OPENOBSERVE_URL=https://api.openobserve.ai/
OPENOBSERVE_ORG=your_org_id
OPENOBSERVE_AUTH_TOKEN=Basic <your_base64_token>
VLLM_BASE_URL=http://localhost:8001/v1

Instrumentation

Call OpenAIInstrumentor().instrument() before creating the OpenAI client. Point the client at your vLLM server using the base_url parameter.

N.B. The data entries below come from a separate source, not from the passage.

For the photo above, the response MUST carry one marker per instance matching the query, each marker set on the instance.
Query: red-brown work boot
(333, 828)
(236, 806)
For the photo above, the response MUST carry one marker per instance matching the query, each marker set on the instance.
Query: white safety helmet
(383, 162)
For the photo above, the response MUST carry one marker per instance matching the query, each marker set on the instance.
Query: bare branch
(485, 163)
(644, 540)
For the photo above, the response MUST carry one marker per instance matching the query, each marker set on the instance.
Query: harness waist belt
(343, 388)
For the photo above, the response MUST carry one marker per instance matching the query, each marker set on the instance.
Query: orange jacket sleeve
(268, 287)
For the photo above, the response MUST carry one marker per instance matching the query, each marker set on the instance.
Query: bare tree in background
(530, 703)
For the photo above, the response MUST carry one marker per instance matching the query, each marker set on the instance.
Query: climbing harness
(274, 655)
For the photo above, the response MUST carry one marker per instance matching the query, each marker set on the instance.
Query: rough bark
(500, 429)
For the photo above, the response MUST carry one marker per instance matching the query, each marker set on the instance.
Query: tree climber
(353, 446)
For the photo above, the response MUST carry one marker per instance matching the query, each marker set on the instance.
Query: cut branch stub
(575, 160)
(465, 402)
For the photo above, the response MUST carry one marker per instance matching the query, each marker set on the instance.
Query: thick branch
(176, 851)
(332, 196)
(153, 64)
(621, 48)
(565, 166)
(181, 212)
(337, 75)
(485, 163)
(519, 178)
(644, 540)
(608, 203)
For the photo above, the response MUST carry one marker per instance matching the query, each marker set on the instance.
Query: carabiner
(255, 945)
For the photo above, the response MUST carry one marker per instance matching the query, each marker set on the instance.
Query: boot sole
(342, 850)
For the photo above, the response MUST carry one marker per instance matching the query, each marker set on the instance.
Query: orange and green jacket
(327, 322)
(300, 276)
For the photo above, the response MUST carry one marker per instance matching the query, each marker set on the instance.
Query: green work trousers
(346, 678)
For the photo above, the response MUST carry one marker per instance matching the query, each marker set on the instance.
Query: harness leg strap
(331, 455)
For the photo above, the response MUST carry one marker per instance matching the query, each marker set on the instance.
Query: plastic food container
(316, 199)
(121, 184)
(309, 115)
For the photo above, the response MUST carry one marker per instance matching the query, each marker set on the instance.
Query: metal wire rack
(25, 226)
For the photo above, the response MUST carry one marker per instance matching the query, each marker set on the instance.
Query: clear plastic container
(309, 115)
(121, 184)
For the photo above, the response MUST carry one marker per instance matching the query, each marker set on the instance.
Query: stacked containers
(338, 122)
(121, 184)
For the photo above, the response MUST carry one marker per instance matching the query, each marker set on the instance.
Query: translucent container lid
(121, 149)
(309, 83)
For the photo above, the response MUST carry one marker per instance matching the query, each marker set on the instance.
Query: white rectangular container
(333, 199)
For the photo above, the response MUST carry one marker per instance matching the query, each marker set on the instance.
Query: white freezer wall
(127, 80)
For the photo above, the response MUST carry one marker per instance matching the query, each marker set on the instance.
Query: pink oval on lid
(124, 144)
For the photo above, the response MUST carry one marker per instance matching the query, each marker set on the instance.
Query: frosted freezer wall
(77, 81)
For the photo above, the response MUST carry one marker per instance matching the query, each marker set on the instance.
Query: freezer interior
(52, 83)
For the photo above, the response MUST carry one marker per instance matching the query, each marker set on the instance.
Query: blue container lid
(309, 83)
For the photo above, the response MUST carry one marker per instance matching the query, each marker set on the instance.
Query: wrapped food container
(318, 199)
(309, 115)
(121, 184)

from dotenv import load_dotenv
load_dotenv()

from openinference.instrumentation.openai import OpenAIInstrumentor
OpenAIInstrumentor().instrument()

from openobserve import openobserve_init
openobserve_init(resource_attributes={"service.name": "vllm"})

import os
from openai import OpenAI

client = OpenAI(
    api_key="not-needed",
    base_url=os.environ.get("VLLM_BASE_URL", "http://localhost:8001/v1"),
)

models = client.models.list()
model_name = models.data[0].id

response = client.completions.create(
    model=model_name,
    prompt="Explain distributed tracing in one sentence.",
    max_tokens=20,
)
print(response.choices[0].text)

For models with a chat template (e.g. Llama, Mistral, Qwen), use client.chat.completions.create() with a messages list instead.

What Gets Captured

Attribute Example Value
operation_name Completion
llm_model_name facebook/opt-125m
llm_system openai
llm_token_count_prompt 7
llm_token_count_completion 20
llm_token_count_total 27
llm_prompts_0_prompt_text The prompt sent to the model
llm_choices_0_completion_text The generated response text
llm_invocation_parameters JSON with model and max_tokens
openinference_span_kind LLM
span_status OK on success, ERROR on failure
duration End-to-end request latency in microseconds

Viewing Traces

  1. Log in to OpenObserve and navigate to Traces
  2. Filter by service_name = vllm to see all inference calls
  3. Click any span to inspect llm_prompts_0_prompt_text, token counts, and llm_choices_0_completion_text
  4. Filter by span_status = ERROR to find failed requests
  5. Sort by duration descending to identify the slowest inference calls

vLLM traces in OpenObserve

Next Steps

With vLLM instrumented, every inference call is recorded in OpenObserve. From here you can measure throughput, compare latency across models, and monitor token usage trends over time.